Bernay also took issue with the allegation that the guild did anything wrong by adding part-timers to the bargaining unit – which includes field reps, accountants, dues and membership services employees, and other administrative staff. “Are they saying that part-timers are not eligible to be members of the unit? They should do their homework.”
In its statement, the guild said: “Upon the parties meeting, it was discovered that OPEIU’s list included some but not all of the guild’s regular part-time workers. To be fair we have provided OPEIU with contact information for those employees who were not included in their list, so that they could communicate with them about their effort. The guild also asked that since OPEIU 537 had signed representation cards from just under 54% of the complete unit, that all employees be permitted to vote on the question of representation. On July 15th, the Art Directors Guild and OPEIU 537 entered into a Stipulated Election Agreement with the National Labor Relations Board. That election will take place on July 29th at the guild’s offices. Neither national executive director Chuck Parker nor associate national executive director dooner have taken a position on this question as they, and the guild, believe that it is up to the employees to decide, without interference or influence. The Art Directors Guild will abide by the decision of its regular full time and part time employees as expressed in their secret ballot votes.”
“Workers have a right to unionize,” Bernay said. “In the case you’re discussing, I’d like to know what those workers want. That’s the question I’ve been asking, and no one’s given me any answers. How I feel about an organizing drive within my own office is my business.

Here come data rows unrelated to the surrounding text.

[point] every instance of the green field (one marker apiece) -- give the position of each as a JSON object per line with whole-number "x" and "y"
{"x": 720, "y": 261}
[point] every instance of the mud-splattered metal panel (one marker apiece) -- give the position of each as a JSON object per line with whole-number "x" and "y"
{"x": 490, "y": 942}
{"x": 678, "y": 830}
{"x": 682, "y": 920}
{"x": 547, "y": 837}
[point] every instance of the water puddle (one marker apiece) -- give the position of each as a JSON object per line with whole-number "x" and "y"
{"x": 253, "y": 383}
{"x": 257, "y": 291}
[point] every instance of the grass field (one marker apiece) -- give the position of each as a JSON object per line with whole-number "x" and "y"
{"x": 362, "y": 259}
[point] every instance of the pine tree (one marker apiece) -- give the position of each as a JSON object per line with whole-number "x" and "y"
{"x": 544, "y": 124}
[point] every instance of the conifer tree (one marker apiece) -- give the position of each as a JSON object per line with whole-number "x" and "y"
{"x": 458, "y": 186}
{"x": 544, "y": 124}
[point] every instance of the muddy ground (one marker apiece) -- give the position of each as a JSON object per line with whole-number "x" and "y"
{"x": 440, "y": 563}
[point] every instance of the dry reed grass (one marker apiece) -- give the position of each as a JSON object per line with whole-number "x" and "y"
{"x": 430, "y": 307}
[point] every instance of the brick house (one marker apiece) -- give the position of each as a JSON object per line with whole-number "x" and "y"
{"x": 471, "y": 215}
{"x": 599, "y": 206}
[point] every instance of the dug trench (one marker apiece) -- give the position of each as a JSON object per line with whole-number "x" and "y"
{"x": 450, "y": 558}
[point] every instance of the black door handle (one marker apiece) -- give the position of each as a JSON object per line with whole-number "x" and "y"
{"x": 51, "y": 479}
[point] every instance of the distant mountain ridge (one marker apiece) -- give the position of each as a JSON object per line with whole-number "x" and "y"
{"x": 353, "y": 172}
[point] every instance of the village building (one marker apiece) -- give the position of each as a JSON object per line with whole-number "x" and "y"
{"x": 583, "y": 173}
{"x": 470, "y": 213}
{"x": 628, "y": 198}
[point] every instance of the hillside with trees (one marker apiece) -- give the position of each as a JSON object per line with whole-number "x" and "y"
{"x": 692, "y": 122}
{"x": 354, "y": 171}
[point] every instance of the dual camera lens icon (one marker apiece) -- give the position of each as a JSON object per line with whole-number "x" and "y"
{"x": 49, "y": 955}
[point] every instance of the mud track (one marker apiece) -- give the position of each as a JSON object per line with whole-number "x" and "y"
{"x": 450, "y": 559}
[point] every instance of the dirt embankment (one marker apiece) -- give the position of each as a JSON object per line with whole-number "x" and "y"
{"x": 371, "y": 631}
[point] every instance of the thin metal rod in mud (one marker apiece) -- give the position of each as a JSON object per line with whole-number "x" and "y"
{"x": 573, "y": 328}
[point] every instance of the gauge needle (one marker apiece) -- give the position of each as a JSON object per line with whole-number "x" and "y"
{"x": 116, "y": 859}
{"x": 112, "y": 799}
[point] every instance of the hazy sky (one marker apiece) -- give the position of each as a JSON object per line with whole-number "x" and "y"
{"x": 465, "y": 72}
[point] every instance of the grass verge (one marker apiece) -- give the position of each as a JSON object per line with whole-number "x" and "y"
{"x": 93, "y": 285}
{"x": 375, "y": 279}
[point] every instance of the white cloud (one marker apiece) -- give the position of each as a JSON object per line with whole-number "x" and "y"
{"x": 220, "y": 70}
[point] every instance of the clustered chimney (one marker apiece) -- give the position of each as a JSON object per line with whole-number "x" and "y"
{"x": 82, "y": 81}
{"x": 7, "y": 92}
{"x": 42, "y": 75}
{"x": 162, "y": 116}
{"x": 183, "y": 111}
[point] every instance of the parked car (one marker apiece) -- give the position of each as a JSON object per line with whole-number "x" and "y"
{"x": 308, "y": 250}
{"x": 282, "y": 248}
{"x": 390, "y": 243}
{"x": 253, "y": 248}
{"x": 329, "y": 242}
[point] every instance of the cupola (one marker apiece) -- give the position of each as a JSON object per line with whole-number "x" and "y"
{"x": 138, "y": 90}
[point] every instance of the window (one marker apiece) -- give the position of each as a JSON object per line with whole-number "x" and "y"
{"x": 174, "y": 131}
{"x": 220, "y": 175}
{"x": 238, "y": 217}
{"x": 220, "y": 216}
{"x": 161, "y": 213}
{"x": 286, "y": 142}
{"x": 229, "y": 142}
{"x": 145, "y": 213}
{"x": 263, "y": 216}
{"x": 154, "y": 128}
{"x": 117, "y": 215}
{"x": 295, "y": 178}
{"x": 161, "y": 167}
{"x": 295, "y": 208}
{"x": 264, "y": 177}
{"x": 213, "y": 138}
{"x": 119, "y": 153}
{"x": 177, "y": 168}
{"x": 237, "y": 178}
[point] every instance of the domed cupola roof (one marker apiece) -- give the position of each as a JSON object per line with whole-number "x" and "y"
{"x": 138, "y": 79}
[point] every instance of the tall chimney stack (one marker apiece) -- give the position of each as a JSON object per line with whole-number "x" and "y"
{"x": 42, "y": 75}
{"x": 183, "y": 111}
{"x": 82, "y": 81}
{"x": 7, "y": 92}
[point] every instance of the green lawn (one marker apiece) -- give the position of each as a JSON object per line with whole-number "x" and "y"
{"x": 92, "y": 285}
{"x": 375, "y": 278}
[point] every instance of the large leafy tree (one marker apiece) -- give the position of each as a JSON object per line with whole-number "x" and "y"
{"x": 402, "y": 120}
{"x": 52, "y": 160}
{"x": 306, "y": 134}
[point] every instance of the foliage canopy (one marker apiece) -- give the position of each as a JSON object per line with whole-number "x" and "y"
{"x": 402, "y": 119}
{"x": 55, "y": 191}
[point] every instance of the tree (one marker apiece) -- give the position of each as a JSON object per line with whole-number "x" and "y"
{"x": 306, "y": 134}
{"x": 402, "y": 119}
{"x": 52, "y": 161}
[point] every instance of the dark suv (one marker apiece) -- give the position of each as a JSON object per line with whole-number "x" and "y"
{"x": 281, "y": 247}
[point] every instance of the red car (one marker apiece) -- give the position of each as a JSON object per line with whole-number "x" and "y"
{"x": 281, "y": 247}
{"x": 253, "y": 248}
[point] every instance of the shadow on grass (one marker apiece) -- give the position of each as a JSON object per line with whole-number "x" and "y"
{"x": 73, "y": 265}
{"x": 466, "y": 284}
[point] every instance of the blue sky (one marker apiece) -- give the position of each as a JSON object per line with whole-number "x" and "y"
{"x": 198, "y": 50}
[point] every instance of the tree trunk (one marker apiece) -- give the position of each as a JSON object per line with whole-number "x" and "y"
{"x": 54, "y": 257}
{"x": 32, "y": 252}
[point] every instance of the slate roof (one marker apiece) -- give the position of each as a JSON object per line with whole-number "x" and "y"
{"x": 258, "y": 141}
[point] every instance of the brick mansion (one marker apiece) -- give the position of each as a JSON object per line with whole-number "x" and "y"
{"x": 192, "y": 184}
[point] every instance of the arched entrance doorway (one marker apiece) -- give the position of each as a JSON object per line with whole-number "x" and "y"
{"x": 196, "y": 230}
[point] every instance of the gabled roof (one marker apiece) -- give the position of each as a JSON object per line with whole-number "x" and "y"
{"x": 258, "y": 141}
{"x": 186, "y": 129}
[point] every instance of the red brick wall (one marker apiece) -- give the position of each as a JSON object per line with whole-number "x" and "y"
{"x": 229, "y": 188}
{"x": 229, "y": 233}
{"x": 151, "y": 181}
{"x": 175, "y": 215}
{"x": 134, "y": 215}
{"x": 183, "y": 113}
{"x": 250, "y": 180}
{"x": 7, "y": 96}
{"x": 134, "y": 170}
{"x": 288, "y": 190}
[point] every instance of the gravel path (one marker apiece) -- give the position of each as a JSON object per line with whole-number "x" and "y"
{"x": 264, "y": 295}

“What are they offering that people in this office don’t already have?” she asked. “I have yet to get an answer to that question. We already get everything that our members get – pension, health, vacation, and sick days – all of it. We already get the contractual raises they get every August – the same that everyone else in the basic agreement gets. That’s why I’m wondering: What’s the issue?”
“I am a union member, a member of Local 800, and proud of it,” she said. “I’m proud to be part of the IATSE. My whole freaking family has been a part of the IATSE — my sister, my mother, my father and me. I don’t think that having no information and the way certain things are handled is union-busting. I have a problem where I’m being kept out of the loop on purpose, before anybody knows my opinion. And I wasn’t the only one kept out of the loop. There were at least three others who were not approached until the last meeting, and there may be others. I’ve not been included in any conversations, and I’m supposed to be alright with that? A lot of people are working really, really hard to make sure that people in the workplace are protected, and I am one of them.”
She added: “If someone accuses me of union-busting, I will respond. Really. Trying to break a union. Who’s breaking what? I’ve had absolutely no contact with that organization.” She also took issue with White-Brown’s comment about her. “How appropriate is that for her to spread gossip to you?” she asked. “I’m insulted.”
Bernay, who has spearheaded the drive to train IATSE members in order to expand their careers, also works with local schools and colleges to prepare them to enter the industry. Her father, Joe Bernay, was a longtime IATSE official and former head of the union’s West Coast office. Her mother, Martha Bernay, was a longtime member of IATSE Illustrators and Matte Artists Local 790 before its merger with the Art Directors Guild in 2008, and served as the office manager of the IATSE’s West Coast office for many years until she retired in 1985. Her sister, Marjo Bernay, was the business agent of Local 790 and IATSE Set Designers and Model Makers Local 847 from 1979 until they merged with the Art Directors Guild.